Experimental research on tooth development or odontogenesis is based very largely on the teeth of murine rodents (Butler 1967). Pioneering work by Shirley Glasstone on rat tooth germ cultures gave detailed information about structural, histological, and self-differentiating interactions of explants (Glasstone 1936). However, the dentition of the mouse and that of many other mammals is very different. Mice have highly specialized incisors, distinctive molar patterns, a small number of teeth, and they do not have tooth replacement (Butler 1967).

In vertebrate embryos, a group of cells, called neural crest (NC) cells, separate from the neural tube and migrate away from their parental epithelium to reaggregate with other cells. In the developing embryo, almost all organs, glands, and tissues, such as craniofacial skeleton, cornea, teeth/dentin, thyroid gland, thymus, cardiac septa, adrenal gland, melanocyte, autonomic nerve, sensory nerve, and Schwann cells, have these basic cells (Crane and Trainor 2006; Alberts et al. 2008; Lee et al. 2010a). In addition to the unique invasiveness of NC cells, their contribution toward building the head of vertebrates has been considered to be a turning point in the evolution of the vertebrates (Gans and Northcutt 1983).

Although NC cells are of ectodermal origin, it has been suggested to call them “mesectoderm” or “ectomesenchyme” since they undergo “mesenchymalization.” This property is important to discussions regarding mesenchymal stem cells since their origin is mesenchyme, which is derived from the mesodermal germ layer (Le Douarin et al. 2004). On the other hand, along with the cranial skeleton and other tissues of the head and neck, odontoblasts and tooth papillae are derived from mesectoderm or ectomesenchym (Le Douarin et al. 2004). Oral ectomesenchymal and ectodermal inductive interactions are the earliest expressions recorded in vertebrate fossils. These epithelial (oral ectoderm) and mesenchymal (ectomesenchyme/mesectoderm) interactions phylogenetically precede the origin of odontogenesis (Moss 1969).

Teeth share similarities with the other ectodermal organs, such as hair, feathers, scales, beaks, and many exocrine organs, in the placode and bud stage. These similarities disappear by morphogenesis. Initiation of tooth development includes a series of sequential reciprocal inductive molecular interactions between the dental epithelium and the underlying ectomesenchymal cells (Jernvall et al. 2000). While the first signal inducing differentiation comes from the mesenchyme in all ­ectodermal organs, in tooth development, morphogenetic events are started by the signals from the epithelium (Pispa and Thesleff 2003). Several recombination studies revealed that only the very early first arch epithelium cells (occurring during the 8–11.5th embryonic days (ED) of mouse development) and ectomesenchyme (ED 12) have odontogenic potential (Mina and Kollar 1987; Lemus 1995).

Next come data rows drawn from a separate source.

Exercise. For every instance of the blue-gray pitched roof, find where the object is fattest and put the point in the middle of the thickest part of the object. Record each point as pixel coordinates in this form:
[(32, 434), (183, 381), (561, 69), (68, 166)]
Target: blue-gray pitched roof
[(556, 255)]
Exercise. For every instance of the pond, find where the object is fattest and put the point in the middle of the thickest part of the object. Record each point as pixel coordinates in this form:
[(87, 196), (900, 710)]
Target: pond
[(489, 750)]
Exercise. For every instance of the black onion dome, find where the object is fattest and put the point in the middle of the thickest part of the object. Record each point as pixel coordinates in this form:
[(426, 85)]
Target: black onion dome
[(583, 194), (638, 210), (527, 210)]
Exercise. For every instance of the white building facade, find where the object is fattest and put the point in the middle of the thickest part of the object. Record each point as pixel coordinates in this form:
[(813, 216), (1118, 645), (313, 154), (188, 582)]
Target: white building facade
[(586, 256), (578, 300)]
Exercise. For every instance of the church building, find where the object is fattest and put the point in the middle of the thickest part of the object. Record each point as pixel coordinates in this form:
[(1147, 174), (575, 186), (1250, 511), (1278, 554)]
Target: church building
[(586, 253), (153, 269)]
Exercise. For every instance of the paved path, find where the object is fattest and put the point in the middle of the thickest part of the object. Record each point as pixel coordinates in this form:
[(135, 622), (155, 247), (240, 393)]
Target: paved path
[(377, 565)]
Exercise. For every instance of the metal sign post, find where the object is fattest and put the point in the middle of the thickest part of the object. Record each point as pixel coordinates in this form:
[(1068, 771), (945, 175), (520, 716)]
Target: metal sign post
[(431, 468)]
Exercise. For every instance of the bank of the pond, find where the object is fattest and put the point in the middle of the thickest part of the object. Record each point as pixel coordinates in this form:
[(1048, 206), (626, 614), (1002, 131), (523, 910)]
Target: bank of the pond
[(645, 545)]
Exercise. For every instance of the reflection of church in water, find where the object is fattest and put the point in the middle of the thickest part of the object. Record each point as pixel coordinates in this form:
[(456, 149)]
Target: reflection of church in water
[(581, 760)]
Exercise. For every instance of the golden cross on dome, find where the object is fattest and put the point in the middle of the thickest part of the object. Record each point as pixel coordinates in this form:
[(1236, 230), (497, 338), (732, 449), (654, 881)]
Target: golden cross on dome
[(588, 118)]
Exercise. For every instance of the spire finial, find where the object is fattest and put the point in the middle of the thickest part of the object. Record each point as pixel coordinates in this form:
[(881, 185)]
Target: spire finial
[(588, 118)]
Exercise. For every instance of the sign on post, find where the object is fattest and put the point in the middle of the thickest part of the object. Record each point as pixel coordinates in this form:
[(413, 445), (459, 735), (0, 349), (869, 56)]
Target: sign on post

The molecular aspects of tooth development are similar to those in the development of other organs and include epithelial–mesenchymal interactions. A plethora of molecules (approximately 300) are involved in tooth development such as fibroblast growth factors (FGFs), bone morphogenetic proteins (BMPs), sonic hedgehog (SHH), and wingless integrated (WNTs). As mentioned previously, BMP4 acts antagonistically with FGF8 and this interaction plays a role in the periodic patterning (Neubuser et al. 1997). Irma Thesleff’s group from the University of Helsinki has been working on the key features of dental development. Their web site, http://bite-it.helsinki.fi/, includes a wide range of data largely originating in previously published reports and is thus a compilation of the work of the researchers in this field. The web site provide a source for the expressions of growth factors, receptors, signaling molecules, transcription factors, intracellular molecules, extracellular molecules, and plasma membrane molecules during the different stages of tooth development in mice, rats, humans, and other species. The molecular dialogue between oral ectoderm and odontogenic mesenchyme during tooth development is very complicated (Fig. 2.1) (Jernvall and Thesleff 2000). There is a vast knowledge about the signal interchanges that are crucial to control differentiation and morphological changes and spatiotemporal expression of specific genes during teeth formation, yet little is known about the regulation of the signals (i.e., down or up) (Tucker and Sharpe 2004). All of the data show that there is no single gene that is directly connected with ontogenesis or the lack of any specific tooth. Instead, tooth initiation and morphogenesis occur by an orchestration of numerous genetic and epigenetic factors (Jernvall and Thesleff 2000; Koussoulakou et al. 2009). At the same time, most of the developmental defects in teeth usually occur as a result of mutations in genes encoding signaling molecules and transcription factors (Koussoulakou et al. 2009), such as mutations in the PAX9 gene resulting in partial or total anadontia and mutations in RUNX2 causing supernumerary teeth (Peters et al. 1998; Ryoo et al. 2010).